Managing your own success is much like any other business project. It requires strategic thinking, good performance management, communication skills, leadership and a strong dose of humility.
Before you can deal with and manage your own success, you need to define what success means to you. Then you can develop a plan to help you achieve it.
It’s likely that plan will require at least some of the skills and tactics outlined here.
Of Forbes’ list of ten habits of successful people, seven happen before you arrive at work. Getting enough sleep, rising early, eating a good breakfast and avoiding the commute all help you be more effective at work.
Entrepreneur Richard Branson also stresses the importance of looking after yourself well – he says most of his good ideas strike when he’s relaxing in the bathtub!
Many successful people credit notetaking with helping them achieve. Behavioral science expert Caroline Webb, author of the excellent book How to Have a Good Day, recommends this approach: “Write it down as soon as it comes to mind. Use your intelligence for getting things done, rather than trying to remember what you need to do.”
If you aren’t a leader yet, take on responsibilities that demonstrate your potential. This is an approach taken by Theo Epstein, President of Baseball Operations for the Chicago Cubs, and named by Fortune magazine as the greatest leader in the world in 2017.
He makes the point, “Whoever your boss is, or your bosses are, they have 20 percent of their job that they just don’t like.
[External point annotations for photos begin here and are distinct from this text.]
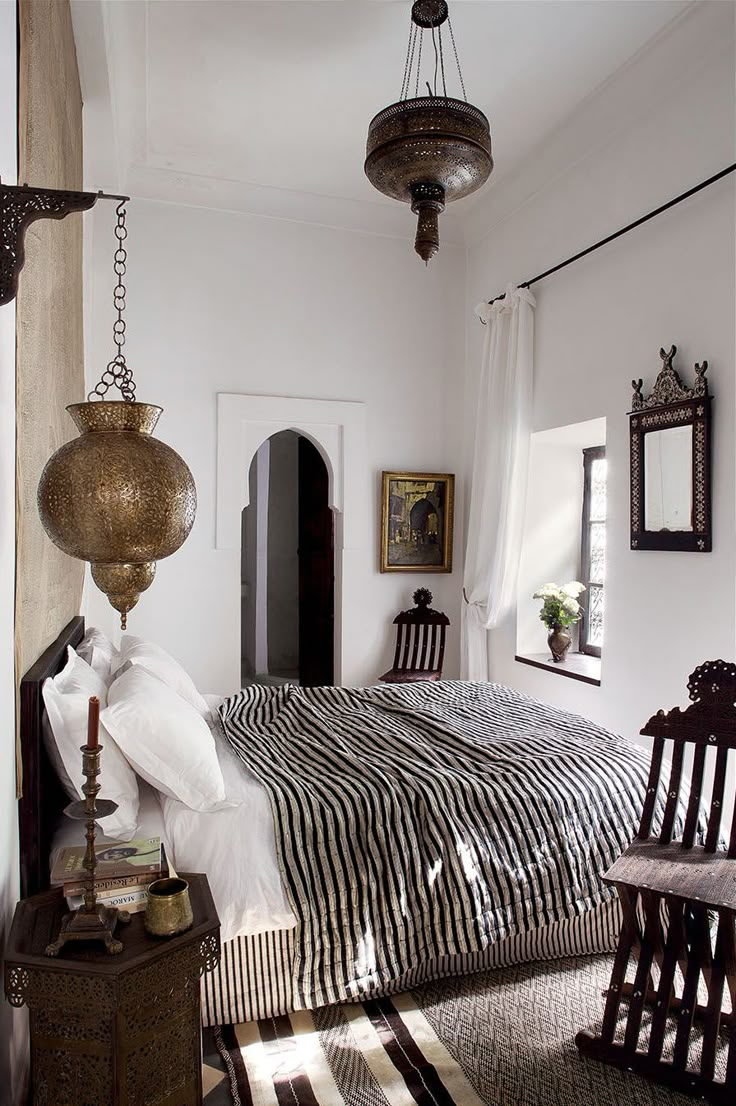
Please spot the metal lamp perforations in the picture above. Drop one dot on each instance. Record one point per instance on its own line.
(428, 150)
(116, 497)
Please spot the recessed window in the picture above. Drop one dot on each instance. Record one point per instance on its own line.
(565, 517)
(592, 561)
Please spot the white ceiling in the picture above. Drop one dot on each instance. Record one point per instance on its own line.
(263, 106)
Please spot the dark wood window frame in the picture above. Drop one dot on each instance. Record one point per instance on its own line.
(593, 454)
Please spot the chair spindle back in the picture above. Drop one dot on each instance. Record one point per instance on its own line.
(708, 723)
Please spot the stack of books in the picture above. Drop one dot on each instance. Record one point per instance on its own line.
(122, 876)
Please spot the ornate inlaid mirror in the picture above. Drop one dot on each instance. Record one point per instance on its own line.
(671, 462)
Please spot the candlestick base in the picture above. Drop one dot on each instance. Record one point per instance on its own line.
(97, 925)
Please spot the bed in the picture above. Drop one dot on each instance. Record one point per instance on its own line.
(454, 827)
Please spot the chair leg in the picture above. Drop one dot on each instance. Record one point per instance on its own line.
(692, 948)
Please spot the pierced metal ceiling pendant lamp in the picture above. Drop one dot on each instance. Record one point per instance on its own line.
(428, 150)
(116, 497)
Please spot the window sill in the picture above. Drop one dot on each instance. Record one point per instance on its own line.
(577, 666)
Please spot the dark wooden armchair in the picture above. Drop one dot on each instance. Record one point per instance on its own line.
(420, 642)
(679, 903)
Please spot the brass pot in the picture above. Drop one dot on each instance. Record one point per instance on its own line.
(117, 498)
(168, 909)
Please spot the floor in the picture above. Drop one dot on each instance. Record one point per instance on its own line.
(503, 1037)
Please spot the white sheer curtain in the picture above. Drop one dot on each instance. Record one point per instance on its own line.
(499, 472)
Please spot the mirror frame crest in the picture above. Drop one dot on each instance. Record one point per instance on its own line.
(671, 404)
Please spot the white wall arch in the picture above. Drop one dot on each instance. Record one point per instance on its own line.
(338, 429)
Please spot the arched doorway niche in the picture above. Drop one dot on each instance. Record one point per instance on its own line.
(337, 429)
(287, 566)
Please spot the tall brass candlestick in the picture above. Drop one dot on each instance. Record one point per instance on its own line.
(92, 921)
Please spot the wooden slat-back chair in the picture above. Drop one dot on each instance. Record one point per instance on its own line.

So if you can ask them or figure out what that 20 percent is, and figure out a way to do it for them, you’ll make them really happy, improve their quality of life and their work experience.”
Success depends on active and honest performance management – both of your team and of yourself. Working with a mentor is a good way to solicit honest feedback and proactively plan your day-to-day strategies as well as your long-term career. For those further on in their career, working as a mentor can be just as insightful and rewarding.
John Kotter, Konosuke Matsushita professor of leadership at Harvard University, draws the distinction between management and leadership: while “management is a set of processes that keep an organization functioning … planning, budgeting, staffing, clarifying jobs, measuring performance, and problem-solving when results did not go to plan”, leadership is very different.
For Kotter, leadership “is about aligning people with the vision,that means buy-in and communication, motivation and inspiration”.
Communication skills aren’t only an important part of being able to do your day-to-day job effectively; they ensure your visibility within the organization and play an important role in building your professional network.
In today’s digitally connected world networking takes on even greater significance; bringing new opportunities – leading some commentators to argue that building and maintaining a wide, strong professional network is more important than your job for your long-term career success.